我正在进行一项任务,我需要在其中执行无向图的DFS,然后打印一个循环(如果找到一个循环)。问题是,我找到的任何寻找循环的算法都不存储循环 - 它们只是真/假。我目前的代码仅适用于某些图表,但不适用于其他图表。例如,它无法找到2节点周期(4-5,5-4)。此外,它只适用于现在指示它应该是无向的。
编辑:这不是关于查找和打印周期的其他问题的重复,因为据我所知,其他问题都没有解决如何存储和随后打印周期 - 只是如何查找是否如何查找它存在并返回true / false。
修改:格式化
附件是我的遍历代码和我的主要方法
- 主要方法
public static void main(String args[]) {
//
// Graph g = new Graph(8);
//
// g.add(0, 2);
// g.add(2, 3);
// g.add(3, 1);
// g.add(1, 0);
//
// g.add(4, 5);
// g.add(5, 6);
// g.add(6, 7);
// g.add(7, 4);
//
// Graph g = new Graph(6);
//
// g.add(0, 1);
// g.add(1, 3);
// g.add(2, 3);
// g.add(3, 4);
// g.add(3, 5);
//
// Graph g = new Graph(7);
//
// g.add(0, 1);
// g.add(0, 2);
// g.add(0, 3);
// g.add(3, 4);
// g.add(4, 3);
// g.add(4, 5);
// g.add(4, 6);
Graph g = new Graph(5);
g.add(0, 1);
g.add(2, 3);
g.add(2, 4);
g.add(3, 4);
DepthFirstTraversal dfs = new DepthFirstTraversal(g);
System.out.println("Following is Depth First Traversal");
dfs.DFS();
if (!dfs.isCyclic())
System.out.println("This graph is acyclic");
}
- 图表类
import java.util.LinkedList;
public class Graph {
//Number of Vertices
private int vertices;
//Linked List to hold edges
private LinkedList<Integer> edges[];
public Graph(int verticesGiven) {
this.vertices = verticesGiven;
this.edges = new LinkedList[vertices];
fillNodes(edges, vertices);
}
private static void fillNodes(LinkedList<Integer> edges[], int
vertices) {
for (int counter = 0; counter < vertices; ++counter) {
edges[counter] = new LinkedList();
}
}
void add(int x, int y) {
edges[x].add(y);
}
public int getVertices() {
return vertices;
}
public LinkedList<Integer>[] getEdges() {
return edges;
}
}
- 遍历和循环搜索
import java.util.*;
public class DepthFirstTraversal {
//Each traversal has a graph
private Graph graph;
//Holds the nodes for each cycle
private List<Integer> cycle = new ArrayList<Integer>();
public DepthFirstTraversal(Graph graph) {
this.graph = graph;
}
private void DFSRecursive(int current, boolean visited[],
LinkedList<Integer> edges[]) {
// Say you visited current node
visited[current] = true;
//Print the current node
System.out.print(current + " ");
// Look at all vertices connected to this one
Iterator<Integer> iterate = edges[current].listIterator();
//Check to see everything this is connected to
while (iterate.hasNext()) {
//Check to see what the next one is
int connected = iterate.next();
//check if you've already visited what it's connected to.

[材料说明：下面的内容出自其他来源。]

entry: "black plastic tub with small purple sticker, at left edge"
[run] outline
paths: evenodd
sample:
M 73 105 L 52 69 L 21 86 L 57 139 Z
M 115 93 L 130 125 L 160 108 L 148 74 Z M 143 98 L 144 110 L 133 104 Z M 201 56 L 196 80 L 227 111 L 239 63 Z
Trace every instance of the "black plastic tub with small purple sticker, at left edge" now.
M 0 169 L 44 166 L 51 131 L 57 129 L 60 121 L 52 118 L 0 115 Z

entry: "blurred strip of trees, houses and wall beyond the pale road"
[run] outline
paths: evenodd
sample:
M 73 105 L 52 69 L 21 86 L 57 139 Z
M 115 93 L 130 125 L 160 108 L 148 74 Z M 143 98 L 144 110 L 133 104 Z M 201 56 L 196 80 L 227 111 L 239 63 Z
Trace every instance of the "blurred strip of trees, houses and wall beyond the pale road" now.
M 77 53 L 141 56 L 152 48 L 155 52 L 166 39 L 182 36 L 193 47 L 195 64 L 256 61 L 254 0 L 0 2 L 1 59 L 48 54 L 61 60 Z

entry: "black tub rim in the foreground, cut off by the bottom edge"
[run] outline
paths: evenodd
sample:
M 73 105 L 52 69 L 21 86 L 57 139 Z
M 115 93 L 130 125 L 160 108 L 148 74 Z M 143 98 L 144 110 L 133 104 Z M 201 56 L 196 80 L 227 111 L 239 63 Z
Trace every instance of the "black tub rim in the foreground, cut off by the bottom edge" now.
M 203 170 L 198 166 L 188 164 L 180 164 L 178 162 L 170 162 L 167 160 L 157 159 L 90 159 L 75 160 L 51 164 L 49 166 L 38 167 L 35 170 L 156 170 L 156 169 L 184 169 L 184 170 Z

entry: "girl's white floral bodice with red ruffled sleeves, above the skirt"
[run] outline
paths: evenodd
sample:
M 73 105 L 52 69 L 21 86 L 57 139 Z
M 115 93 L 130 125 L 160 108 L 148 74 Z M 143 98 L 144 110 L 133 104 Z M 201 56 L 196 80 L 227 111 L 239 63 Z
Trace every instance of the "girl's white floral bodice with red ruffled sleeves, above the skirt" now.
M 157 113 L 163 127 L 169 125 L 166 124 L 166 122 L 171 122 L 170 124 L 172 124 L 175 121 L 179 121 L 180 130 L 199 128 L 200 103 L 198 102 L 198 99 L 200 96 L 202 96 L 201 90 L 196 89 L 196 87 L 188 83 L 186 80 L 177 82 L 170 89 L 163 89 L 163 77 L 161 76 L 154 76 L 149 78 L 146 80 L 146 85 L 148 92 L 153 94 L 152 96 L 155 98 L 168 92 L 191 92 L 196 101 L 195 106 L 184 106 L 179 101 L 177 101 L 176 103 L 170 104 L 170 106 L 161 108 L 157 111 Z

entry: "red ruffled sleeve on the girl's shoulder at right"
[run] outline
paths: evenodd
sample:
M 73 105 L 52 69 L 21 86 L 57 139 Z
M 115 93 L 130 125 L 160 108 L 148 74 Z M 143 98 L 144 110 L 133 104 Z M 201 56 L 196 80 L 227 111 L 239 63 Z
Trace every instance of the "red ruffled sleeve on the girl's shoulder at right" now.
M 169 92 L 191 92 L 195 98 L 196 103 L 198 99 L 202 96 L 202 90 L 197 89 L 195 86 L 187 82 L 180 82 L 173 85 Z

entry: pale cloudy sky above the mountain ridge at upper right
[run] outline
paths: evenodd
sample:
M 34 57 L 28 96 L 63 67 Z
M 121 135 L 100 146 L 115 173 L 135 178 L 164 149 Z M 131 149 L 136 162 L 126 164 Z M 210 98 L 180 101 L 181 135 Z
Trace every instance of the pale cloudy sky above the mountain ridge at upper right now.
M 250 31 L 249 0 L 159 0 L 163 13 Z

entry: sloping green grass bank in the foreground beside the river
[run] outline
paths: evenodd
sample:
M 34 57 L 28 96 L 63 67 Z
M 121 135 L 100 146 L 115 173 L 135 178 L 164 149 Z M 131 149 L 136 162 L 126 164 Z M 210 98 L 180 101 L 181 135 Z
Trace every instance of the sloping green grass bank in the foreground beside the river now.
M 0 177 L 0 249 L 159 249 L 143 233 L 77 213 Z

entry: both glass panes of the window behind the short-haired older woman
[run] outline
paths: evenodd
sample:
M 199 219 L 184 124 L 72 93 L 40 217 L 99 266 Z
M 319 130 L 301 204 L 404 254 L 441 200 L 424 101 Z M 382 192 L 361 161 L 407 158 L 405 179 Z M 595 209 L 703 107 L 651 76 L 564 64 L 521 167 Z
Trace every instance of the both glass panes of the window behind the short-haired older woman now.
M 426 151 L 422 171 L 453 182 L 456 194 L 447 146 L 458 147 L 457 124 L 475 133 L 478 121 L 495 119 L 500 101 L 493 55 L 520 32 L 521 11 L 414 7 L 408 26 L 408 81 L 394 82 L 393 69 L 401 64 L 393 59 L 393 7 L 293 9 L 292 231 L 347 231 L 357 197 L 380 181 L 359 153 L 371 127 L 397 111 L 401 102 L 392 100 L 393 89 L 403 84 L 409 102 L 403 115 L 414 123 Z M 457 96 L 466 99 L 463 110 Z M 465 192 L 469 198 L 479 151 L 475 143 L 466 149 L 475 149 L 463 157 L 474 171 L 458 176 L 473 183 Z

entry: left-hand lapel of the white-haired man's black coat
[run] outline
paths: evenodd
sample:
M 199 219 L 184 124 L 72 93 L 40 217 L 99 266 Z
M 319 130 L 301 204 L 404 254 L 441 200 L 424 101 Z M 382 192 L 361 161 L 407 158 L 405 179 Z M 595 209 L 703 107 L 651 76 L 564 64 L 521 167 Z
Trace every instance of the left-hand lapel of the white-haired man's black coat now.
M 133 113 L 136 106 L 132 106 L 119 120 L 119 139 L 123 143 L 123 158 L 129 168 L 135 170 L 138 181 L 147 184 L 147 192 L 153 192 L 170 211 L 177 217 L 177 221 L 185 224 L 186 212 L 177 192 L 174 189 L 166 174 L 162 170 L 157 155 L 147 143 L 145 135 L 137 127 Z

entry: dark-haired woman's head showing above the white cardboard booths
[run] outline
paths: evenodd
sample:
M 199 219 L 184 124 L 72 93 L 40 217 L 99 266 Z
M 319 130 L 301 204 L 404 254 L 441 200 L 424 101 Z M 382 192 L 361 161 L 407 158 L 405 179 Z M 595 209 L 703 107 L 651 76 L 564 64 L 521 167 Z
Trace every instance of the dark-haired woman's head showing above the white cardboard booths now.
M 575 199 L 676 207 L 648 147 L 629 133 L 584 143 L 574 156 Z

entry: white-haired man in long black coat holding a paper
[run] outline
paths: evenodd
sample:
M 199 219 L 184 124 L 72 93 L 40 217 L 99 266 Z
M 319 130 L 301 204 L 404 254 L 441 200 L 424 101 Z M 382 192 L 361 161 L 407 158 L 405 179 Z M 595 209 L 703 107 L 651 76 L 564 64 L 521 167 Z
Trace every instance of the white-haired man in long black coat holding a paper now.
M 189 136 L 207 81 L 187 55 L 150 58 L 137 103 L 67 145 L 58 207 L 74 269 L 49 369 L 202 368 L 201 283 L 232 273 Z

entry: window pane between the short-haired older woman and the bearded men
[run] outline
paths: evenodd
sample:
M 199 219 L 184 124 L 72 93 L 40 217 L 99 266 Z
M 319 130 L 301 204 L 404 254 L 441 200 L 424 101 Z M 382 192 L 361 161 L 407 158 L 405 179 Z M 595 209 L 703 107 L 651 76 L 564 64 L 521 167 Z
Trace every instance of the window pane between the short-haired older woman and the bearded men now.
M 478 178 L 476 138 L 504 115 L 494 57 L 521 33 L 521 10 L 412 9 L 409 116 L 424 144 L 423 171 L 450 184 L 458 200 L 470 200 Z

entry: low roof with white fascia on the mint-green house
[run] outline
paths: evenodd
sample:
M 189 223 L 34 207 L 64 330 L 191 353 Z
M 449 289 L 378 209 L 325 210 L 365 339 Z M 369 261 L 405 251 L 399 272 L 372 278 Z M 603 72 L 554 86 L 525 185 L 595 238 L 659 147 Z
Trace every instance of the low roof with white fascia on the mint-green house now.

If you haven't, check that one out.
if (!visited[connected])
//Check whatever the current one is connected to
DFSRecursive(connected, visited, edges);
}
}
public void DFS() {
//Check to see how many vertices graph has
int vertices = graph.getVertices();
//Keeps track of which vertices have already been visited
boolean visited[] = new boolean[vertices];
//Visits all of the nodes
for (int counter = 0; counter < vertices; ++counter)
//calls recursive method if this node has not been visited
if (!visited[counter])
DFSRecursive(counter, visited, graph.getEdges());
}
private Boolean isCyclicRecursive(int index, Boolean visited[], int
parent, LinkedList<Integer> edges[]) {
// Mark the current node as visited
visited[index] = true;
//Integer to hold what the node is connected to
Integer connection;
// Recur for all the vertices adjacent to this vertex
Iterator<Integer> iterator = edges[index].iterator();
//Check to see if the current node has a connection
while (iterator.hasNext()) {
//Looks at what is connected to it.
connection = iterator.next();
//If you haven't visited the connection, look at that. Sets the current as the parent of the connection.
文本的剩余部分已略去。